Mya's Intestinal Malrotation Story
Mya was born January 15th at 37 weeks and one day by cesarean section. She was so tiny and beautiful, I loved everything about her.
Mya had difficulty feeding right away. She seemed to want to eat, but always gagged and spit her food back up afterwards. I was worried something was seriously wrong, but the doctors in the hospital said it was just reflux. Mya couldn’t be discharged until she was able to eat two ounces of formula in a 30 minute time frame. We worked hard to encourage her to eat. I made sure I was there to help with every feeding that I could. After three long weeks in the hospital she was finally able to go home.
Mya’s older brother and sister fell in love with her immediately. When they first met Mya, her older sister held her first, then handed her to her brother. He proudly stared at Mya and said “My baby Mommy!” They were both so gentle with her.
After we arrived home, I worried every second of every day about Mya. I never let her out of my sight. She napped in her bed right next to me. She started to eat a bit better but still suffered from the same “reflux” she had in the hospital. She continued to spit up large amounts at a time, sometimes her spit up was so forceful it would shoot across the room. In my gut something didn't seem right, but I couldn’t figure out what it was.
On Mya’s fourth day home she had three blowout diapers in the morning which seemed unusual for her. That evening when I tried to feed her she refused to eat. We figured she was experiencing normal baby colic, and spent the evening holding and comforting her.
The next morning we woke up to a parent’s worst nightmare.
I looked over at Mya in her crib and my heart broke into a million pieces. She had yellow vomit all over her bedding and her face. Her abdomen was so swollen you could see the veins. She felt cold and her cry sounded so soft. In that moment I knew my gut had been right all along, something was really wrong. I looked at Mya's dad and told him I felt like we were going to lose our baby girl.
I called Mya’s doctor who said to go straight to the children’s hospital an hour away. I was afraid Mya would vomit and choke in the car, so I brought her to the smaller hospital in town where EMS could transport her. I was terrified during the ambulance ride. Mya’s temperature continued to drop and she vomited yellow bile six more times in the 45 minutes it took for us to arrive.
When we arrived at the children’s hospital they diagnosed Mya with intestinal malrotation and volvulus. The surgeon lead us to believe that after her Ladd’s procedure everything was going to be great and she would come out just fine. Somehow, I knew otherwise.
While Mya was in the operating room all I could do was pray. When the surgeon finally came out to talk to us a few hours later he said that Mya had a 360 degree volvulus. They untwisted it, but the blood supply had been compromised for so long that part of Mya’s bowel looked like it was dying. They hoped with the volvulus untwisted and blood supply restored, some of her bowel would pink back up. A “second look” surgery was scheduled for two days later to check her bowel's viability. They planned to sedate Mya until both surgeries had been completed.
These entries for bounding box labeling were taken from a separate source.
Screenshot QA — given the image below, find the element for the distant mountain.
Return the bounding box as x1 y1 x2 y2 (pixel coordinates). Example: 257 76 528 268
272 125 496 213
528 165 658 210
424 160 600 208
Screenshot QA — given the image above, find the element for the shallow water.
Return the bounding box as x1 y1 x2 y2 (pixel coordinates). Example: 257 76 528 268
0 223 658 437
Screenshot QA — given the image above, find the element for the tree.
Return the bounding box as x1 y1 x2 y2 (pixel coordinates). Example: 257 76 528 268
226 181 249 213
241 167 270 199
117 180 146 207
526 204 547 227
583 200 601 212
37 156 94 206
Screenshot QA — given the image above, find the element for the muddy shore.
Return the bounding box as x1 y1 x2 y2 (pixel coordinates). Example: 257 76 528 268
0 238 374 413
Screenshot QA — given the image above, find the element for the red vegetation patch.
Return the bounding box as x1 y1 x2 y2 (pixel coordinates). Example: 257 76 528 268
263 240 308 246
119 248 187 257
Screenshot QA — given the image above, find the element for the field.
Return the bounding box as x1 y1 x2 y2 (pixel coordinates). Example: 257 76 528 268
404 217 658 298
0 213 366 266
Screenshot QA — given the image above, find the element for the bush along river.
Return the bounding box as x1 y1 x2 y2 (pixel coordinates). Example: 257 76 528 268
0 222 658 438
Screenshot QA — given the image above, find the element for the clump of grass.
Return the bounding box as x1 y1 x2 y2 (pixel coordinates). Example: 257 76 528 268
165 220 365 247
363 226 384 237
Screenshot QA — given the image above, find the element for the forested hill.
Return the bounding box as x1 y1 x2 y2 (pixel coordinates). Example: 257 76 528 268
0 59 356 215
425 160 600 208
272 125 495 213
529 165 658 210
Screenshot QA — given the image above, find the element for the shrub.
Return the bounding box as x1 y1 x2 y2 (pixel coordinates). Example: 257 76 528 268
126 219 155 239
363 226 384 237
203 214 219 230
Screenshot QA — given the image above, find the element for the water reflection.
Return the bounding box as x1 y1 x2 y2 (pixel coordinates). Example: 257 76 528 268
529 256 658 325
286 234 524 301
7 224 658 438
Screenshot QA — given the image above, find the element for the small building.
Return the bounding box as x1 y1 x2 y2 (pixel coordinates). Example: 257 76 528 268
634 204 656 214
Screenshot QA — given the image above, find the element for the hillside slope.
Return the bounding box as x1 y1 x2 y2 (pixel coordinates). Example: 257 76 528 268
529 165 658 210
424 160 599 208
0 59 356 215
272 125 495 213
After the necrotic tissue was removed during Mya’s second look surgery, she was left with 20% of her original bowel. The surgeon said that although she had lost a lot, there was enough left to work with in an intestinal rehab program.
It was finally time to wean Mya off the sedation she’d been under for two days. They began to lower Mya’s sedation and pain medication, but she didn’t show any response. Further tests revealed that Mya was brain dead. She had suffered a massive ischemic stroke sometime between her first and second surgery. No one had noticed until they tried to wake her up.
As they took Mya off life support I was overwhelmed with guilt, sadness, anger, love and uncertainty. I kept thinking that this moment was not something a mother should ever have to experience. I sang Jesus Loves the Little Children to her as I held her and kissed her forehead. I didn’t want to let go.
Mya’s funeral was hard. I managed to find enough courage to thank everyone for coming, but that was all I could say. The hospital had given us a thumb drive with Mya’s heartbeat on it. We decided to play the thumbdrive in unison with the song You Are My Sunshine. As people said their final goodbyes they were able to hear Mya’s heartbeat one last time.
Coping with my grief is by far the hardest thing I have ever tried to do. I miss Mya like crazy and wish I could see her sweet face one more time. Some days I kick myself for not knowing the warning signs of malrotation and volvulus, it all happened so fast.
In honor of Mya and her strength, I organized the first Intestinal Malrotation and Volvulus Awareness Day on what would have been Mya’s first birthday. Every January 15th going forward we will continue to celebrate Intestinal Malrotation and Volvulus Awareness Day. I miss Mya dearly but know she is guiding me on this journey to spread awareness. Keeping her memory alive and helping to educate others is one of the few things that keep me going. I am striving for more education in hospitals on the key signs of intestinal malrotation and volvulus such as green or yellow bile vomit, feeding difficulties, failure to thrive, abdominal distention or intermittent pain. Mya’s passing will not be in vain. I will not stop until every parent and doctor is educated on intestinal malrotation and volvulus.